Именно интернет—жаргон стал синтезатором трёх упомянутых жаргонов. Третий язык — результат такого синтеза. Игра обернулась реальностью. Единицы третьего языка не называют (т. е. не познают предмет), а переназывают (ср.: позиционировать, по чесноку, жить мимо, прессовать, спецом [специально], реально, конкретно, как бы, респект, мажор, мажорить, мажорик, озвучить, на самом деле, эксклюзив, эксклюзивный, гламур, гламурный, гламурненько и т.д., — да, в них есть приметы и жаргонизмов, и слов—паразитов, — но: функционально и номинативно они вполне самостоятельны). Третий язык — не просто пустой и лишний, он — опустошающий сознание, мышление и воображение (любое кино, театр и цирк куда беднее воображения, — даже Феллини, даже Пазолини, даже Тарковский). Третий язык вместе с визуальными видами информации убивает воображение. Убивает и замещает его театральной визуальностью и третьей литературой.
До сих пор литературы было две (всегда и везде): неразрешенная (Мандельштам) и разрешенная, элитарная и популярная, духовная и развлекательная, трудная и модная и т. д. Сегодня первая литература пишется в стол и очень редко публикуется в толстых малотиражных журналах или издается мизерными тиражами.
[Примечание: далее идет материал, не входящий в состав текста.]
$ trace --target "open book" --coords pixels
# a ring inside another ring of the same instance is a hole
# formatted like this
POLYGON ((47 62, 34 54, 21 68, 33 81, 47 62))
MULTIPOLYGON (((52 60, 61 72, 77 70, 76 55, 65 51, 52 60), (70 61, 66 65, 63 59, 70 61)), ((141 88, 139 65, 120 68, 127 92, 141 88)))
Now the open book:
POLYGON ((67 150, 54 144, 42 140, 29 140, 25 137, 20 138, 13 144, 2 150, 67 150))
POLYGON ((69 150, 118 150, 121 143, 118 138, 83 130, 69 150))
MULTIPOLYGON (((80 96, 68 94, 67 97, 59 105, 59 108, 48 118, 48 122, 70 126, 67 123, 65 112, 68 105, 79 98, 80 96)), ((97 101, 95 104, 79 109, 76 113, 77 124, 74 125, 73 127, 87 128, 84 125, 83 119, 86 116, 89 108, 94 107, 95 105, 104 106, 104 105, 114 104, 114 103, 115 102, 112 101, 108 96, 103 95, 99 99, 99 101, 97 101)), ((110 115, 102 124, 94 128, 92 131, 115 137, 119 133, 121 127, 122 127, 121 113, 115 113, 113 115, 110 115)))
Вторая литература, как правило, есть порождение или идеологии, или рынка. Первая — язык в чистом виде. Вторая — речь, товар. Третья литература проявится и уже проявляется (Курицын, Пригов, Денежкина и др.) в сфере коммерческой, рыночной литературы. Не буду ничего оценивать и размазывать слёзы по щекам. Что толку? — так есть. И так будет. Вторая литература крадёт язык и сюжеты у первой (постмодернизм), третья — присваивает всю и всяческую пошлость жизни (от женского детектива до порнографии).
А где же война? Война культурная? Наличие третьего языка, третьей культуры выделит из человечества, из человеческой массы нового антропоса — иного человека, иночеловека (человотного?) без мышления, без воображения, без души (о Боге — молчу: Он сам в человеке не появится, Его нужно выращивать в себе!). Иночеловеку нечем страдать, думать и переживать: у него иные органы восприятия и отображения (нет — отражения, так точнее) — нервы и гениталии. Или наоборот. Как хотите. Для него актуальны только нервы и гениталии. И всё (именно — всё!) актуальное искусство рассчитано на восприятие нервами и гениталиями. И соц—арт, и поп—арт, и прочий арт. Генитально—нервическое искусство. Масс—искусство. Масс—культура. Масс—литература.
Дм. А. Пригов (ныне покойный), ровесник, кстати, Бродского, как—то посетовал на кризис перепроизводства художественных текстов (канал “Культура”). Мол, слишком много их создается, притормозить бы… Подлинно художественных текстов действительно мало. Очень мало. Слишком мало (по крайней мере — публикуется). А вот постхудожественных и нехудожественных текстов реально многовато: значит, и читателю третьей литературы повезло — у него есть выбор.